Re: [xsl] trouble with preceding:: and parsing xhtml
2009-10-04 03:23:15
I solved my last issue. When I was initially performing this transformation
with command line tools, I forgot that I was cleaning the original HTML
by not only running "HtmlCleaner", but also using "sed" to rename all attribute
named "id" because there were multiple occurances with the same value,
which of course, is particularly not allowed with the "id" attribute,
since it has special value-uniqueness enforcement by parsers.
So after I added:
Object[] fieldNodes =
result.evaluateXPath("//*[(_at_)id='field']");
for (Object node : fieldNodes) {
if (node instanceof TagNode) {
//System.out.println(((TagNode)node).getName());
((TagNode)node).removeAttribute("id");
((TagNode)node).addAttribute("tid", "field");
}
}
It worked as in the command line tools - both xalan and saxon. Although,
as mentioned in the last email, in order to use saxon, I have to use xerces
as the parser.
-Chris
Chris Wolf wrote:
Unfortunately, after I moved the application to Java (xalan, whatever is
baked in
jdk-1.5.x) it still renders *some* nodes with
preceding::div[(_at_)tid='field'][1]
with the value of the first node, so with those, I tried flipping it by
replacing
"[1]" with "[last()]" again, but that hack only worked for some nodes.

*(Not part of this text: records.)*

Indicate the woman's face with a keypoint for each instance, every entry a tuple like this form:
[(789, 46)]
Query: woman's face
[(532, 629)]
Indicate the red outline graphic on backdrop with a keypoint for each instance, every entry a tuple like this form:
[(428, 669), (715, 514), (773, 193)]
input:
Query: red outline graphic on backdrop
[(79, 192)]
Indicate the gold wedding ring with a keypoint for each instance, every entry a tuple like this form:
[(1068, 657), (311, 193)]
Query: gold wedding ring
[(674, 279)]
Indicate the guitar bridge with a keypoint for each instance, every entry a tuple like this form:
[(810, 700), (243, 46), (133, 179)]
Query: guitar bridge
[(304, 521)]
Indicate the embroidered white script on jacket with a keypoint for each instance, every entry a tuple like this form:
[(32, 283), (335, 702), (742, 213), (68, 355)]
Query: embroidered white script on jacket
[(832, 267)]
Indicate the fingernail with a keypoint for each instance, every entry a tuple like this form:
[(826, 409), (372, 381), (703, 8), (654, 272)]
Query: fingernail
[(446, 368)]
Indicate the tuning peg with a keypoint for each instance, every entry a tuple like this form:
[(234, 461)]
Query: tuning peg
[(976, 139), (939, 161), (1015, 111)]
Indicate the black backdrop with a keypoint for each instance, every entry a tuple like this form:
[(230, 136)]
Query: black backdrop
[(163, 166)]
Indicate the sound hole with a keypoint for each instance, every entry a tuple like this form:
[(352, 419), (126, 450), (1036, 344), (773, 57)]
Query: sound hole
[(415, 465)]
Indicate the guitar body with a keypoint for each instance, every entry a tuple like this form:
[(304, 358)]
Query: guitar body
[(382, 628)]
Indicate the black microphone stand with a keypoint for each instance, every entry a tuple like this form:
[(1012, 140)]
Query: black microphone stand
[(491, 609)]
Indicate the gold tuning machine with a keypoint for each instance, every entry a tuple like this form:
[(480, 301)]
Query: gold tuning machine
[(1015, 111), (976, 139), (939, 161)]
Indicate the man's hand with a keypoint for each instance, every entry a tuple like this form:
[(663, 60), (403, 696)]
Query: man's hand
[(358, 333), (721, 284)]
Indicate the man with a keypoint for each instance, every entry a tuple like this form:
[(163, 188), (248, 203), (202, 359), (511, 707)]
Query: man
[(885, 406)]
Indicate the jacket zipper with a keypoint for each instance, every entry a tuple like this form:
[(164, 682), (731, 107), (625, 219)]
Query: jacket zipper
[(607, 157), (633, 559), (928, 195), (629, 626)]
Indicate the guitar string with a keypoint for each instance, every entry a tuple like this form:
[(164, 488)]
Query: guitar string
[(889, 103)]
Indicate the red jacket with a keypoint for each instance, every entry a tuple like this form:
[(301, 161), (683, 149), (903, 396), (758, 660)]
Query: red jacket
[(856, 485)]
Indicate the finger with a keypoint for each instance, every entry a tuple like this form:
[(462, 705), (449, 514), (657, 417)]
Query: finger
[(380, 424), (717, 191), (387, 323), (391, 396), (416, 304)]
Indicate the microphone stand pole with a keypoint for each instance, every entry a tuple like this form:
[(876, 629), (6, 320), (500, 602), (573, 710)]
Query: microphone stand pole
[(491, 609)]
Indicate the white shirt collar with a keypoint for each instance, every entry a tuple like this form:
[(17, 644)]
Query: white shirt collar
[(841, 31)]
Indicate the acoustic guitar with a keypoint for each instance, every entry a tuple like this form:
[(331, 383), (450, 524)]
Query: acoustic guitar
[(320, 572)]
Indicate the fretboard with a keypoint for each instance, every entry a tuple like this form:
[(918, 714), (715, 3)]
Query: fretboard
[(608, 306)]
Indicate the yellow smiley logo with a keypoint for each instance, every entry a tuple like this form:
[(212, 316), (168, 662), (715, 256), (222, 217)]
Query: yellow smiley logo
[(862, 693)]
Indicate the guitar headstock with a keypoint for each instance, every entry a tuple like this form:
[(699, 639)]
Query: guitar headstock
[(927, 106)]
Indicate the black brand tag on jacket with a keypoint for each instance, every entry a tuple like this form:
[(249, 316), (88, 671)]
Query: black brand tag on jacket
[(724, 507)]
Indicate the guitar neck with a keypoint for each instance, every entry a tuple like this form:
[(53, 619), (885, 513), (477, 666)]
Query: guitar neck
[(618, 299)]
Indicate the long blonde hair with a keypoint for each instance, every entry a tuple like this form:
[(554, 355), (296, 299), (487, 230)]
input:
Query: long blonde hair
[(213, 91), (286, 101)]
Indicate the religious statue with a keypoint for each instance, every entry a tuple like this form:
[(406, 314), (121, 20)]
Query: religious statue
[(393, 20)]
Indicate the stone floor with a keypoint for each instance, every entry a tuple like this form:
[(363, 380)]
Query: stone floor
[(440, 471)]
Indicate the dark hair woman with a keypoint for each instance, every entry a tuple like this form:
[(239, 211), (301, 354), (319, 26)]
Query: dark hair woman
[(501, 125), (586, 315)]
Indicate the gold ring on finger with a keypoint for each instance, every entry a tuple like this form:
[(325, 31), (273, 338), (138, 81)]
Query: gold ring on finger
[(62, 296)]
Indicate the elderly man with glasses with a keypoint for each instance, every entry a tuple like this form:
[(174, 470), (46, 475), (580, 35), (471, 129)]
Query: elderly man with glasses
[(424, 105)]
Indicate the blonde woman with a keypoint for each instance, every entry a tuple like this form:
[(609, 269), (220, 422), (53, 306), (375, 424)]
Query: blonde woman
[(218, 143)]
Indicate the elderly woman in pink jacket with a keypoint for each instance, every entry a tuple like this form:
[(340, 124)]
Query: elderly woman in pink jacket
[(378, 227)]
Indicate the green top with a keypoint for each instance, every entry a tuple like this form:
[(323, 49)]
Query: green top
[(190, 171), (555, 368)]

Other then programmtically, the stylesheet works perfectly fine with
"xsltproc" (MacOS/Linux) and "msxsl" on Windoze.
I also tried your Saxon-6.5.5 which works fine from the command line,
i.e. java -jar /opt/saxon-6.5.5/saxon.jar af.xhtml fbdata.xsl
...works. Unfortunately, I get the same weird results when I replace
the default "javax.xml.transform.TransformerFactory" impl with
"com.icl.saxon.TransformerFactoryImpl".
Actually - saxon won't even read the xsl file unless I override and revert
the parser back to the built-in jdk (xerces) parser. Unless, I do that,
I get:
at com.icl.saxon.PreparedStyleSheet.prepare(PreparedStyleSheet.java:121)
at
com.icl.saxon.TransformerFactoryImpl.newTemplates(TransformerFactoryImpl.java:120)
at
com.icl.saxon.TransformerFactoryImpl.newTransformer(TransformerFactoryImpl.java:72)
at com.starclass.ciafb.parser.FbParser.main(FbParser.java:49)
Caused by: java.io.EOFException: no more input
at com.icl.saxon.aelfred.XmlParser.popInput(XmlParser.java:4083)
at com.icl.saxon.aelfred.XmlParser.pushURL(XmlParser.java:3620)
at com.icl.saxon.aelfred.XmlParser.doParse(XmlParser.java:159)
at com.icl.saxon.aelfred.SAXDriver.parse(SAXDriver.java:320)
at com.icl.saxon.om.Builder.build(Builder.java:265)
at com.icl.saxon.PreparedStyleSheet.prepare(PreparedStyleSheet.java:111)
... 3 more
---------
java.io.EOFException: no more input
at com.icl.saxon.aelfred.XmlParser.popInput(XmlParser.java:4083)
at com.icl.saxon.aelfred.XmlParser.pushURL(XmlParser.java:3620)
at com.icl.saxon.aelfred.XmlParser.doParse(XmlParser.java:159)
at com.icl.saxon.aelfred.SAXDriver.parse(SAXDriver.java:320)
at com.icl.saxon.om.Builder.build(Builder.java:265)
at com.icl.saxon.PreparedStyleSheet.prepare(PreparedStyleSheet.java:111)
at
com.icl.saxon.TransformerFactoryImpl.newTemplates(TransformerFactoryImpl.java:120)
at
com.icl.saxon.TransformerFactoryImpl.newTransformer(TransformerFactoryImpl.java:72)
at com.starclass.ciafb.parser.FbParser.main(FbParser.java:49)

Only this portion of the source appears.